Bu makale çalışmamızda, iş ve sosyal güvenlik mevzuatında zaman aşımı ve hak düşürücü süreler değerlendirilecektir.

 

II- 5510 SAYILI KANUNDA ZAMANAŞIMI-HAK DÜŞÜRÜCÜ SÜRELER

1- Hizmet Tespiti

5510 sayılı Sosyal Sigortalar ve Genel Sağlık Sigortası Kanunu’nun “prim belgeleri ve işyeri kayıtları” başlıklı 86’ncı maddesinin dokuzuncu fıkrasına göre; “Aylık prim ve hizmet belgesi veya muhtasar ve prim hizmet beyannamesi işveren tarafından verilmeyen veya çalıştıkları Kurumca[6] tespit edilemeyen sigortalılar, çalıştıklarını hizmetlerinin geçtiği yılın sonundan başlayarak beş yıl içerisinde iş mahkemesine başvurarak, alacakları ilâm ile ispatlayabilirlerse, bunların mahkeme kararında belirtilen aylık kazanç toplamları ile prim ödeme gün sayıları dikkate alınır.”

Bu madde hükmünde geçen 5 yıllık süre, yerleşmiş içtihatlara ve SGK uygulamasına göre hak düşürücü süre niteliğindedir.
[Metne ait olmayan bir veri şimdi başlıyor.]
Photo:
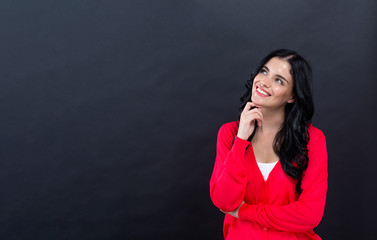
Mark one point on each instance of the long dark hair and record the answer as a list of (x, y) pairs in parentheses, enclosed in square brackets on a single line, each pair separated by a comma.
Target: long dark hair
[(291, 141)]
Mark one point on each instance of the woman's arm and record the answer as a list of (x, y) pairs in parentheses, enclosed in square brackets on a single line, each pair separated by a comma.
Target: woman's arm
[(305, 213), (228, 181)]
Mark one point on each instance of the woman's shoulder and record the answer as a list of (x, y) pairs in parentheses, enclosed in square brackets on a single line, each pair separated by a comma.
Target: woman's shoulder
[(314, 131), (315, 135), (230, 128)]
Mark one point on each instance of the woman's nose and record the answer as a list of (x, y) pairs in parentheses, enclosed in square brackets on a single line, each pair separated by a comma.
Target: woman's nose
[(265, 82)]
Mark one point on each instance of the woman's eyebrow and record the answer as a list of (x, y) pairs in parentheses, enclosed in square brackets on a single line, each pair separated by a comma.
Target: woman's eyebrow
[(280, 76)]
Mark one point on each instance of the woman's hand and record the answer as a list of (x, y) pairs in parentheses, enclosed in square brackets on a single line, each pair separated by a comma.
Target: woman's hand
[(233, 213), (249, 115)]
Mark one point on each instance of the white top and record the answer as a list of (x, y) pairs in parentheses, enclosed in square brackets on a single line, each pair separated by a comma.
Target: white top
[(266, 168)]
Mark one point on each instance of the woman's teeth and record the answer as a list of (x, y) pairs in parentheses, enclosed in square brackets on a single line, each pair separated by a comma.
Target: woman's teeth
[(262, 92)]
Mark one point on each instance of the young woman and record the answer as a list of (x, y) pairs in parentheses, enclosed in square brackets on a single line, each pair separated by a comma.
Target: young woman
[(270, 174)]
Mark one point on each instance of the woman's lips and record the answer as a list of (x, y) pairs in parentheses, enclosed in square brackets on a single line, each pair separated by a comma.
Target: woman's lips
[(262, 92)]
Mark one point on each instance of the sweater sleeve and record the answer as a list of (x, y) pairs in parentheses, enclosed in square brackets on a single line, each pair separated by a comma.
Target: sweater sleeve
[(305, 213), (228, 180)]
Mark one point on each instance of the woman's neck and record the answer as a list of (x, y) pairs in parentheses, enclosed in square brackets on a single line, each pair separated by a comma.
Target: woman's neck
[(272, 121)]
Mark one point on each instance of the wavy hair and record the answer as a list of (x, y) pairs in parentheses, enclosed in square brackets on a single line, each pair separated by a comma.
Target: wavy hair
[(290, 143)]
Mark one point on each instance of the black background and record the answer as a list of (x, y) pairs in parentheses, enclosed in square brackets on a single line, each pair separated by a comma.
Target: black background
[(110, 110)]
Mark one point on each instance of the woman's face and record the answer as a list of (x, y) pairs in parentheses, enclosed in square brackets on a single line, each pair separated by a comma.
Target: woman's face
[(273, 85)]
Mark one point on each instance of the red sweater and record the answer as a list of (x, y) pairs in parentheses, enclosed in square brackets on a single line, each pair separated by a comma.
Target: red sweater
[(272, 208)]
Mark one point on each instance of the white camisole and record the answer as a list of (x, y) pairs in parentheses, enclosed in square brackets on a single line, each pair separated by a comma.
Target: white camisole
[(266, 168)]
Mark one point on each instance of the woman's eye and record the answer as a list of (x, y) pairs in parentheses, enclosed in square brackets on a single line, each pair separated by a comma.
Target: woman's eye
[(279, 81)]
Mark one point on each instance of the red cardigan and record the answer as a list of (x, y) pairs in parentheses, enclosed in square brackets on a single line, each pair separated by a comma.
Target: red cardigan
[(272, 208)]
Bu bakımdan, sürenin mahkeme tarafından kendiliğinden ve görevi gereğince göz önünde tutulması gereklidir. Bu sürenin başlangıcı, sigortalının işyerinde ayrılma yılının bitimidir.

2. SGK Alacaklarının Tahsili

5510 sayılı Kanunun “primlerin ödenmesi” başlıklı 88’inci maddesinin on altıncı fıkrasına göre; “ Kurumun süresi içinde ödenmeyen prim ve diğer alacaklarının tahsilinde, 6183 sayılı Amme Alacaklarının Tahsil Usulü Hakkında Kanunun 51 inci,[7] 102 nci[8] ve 106 ncı[9] maddeleri hariç, diğer maddeleri uygulanır. Kurum, 6183 sayılı Kanunun uygulanmasında Maliye Bakanlığı ile diğer kamu kurum ve kuruluşları ve mercilere verilen yetkileri kullanır.”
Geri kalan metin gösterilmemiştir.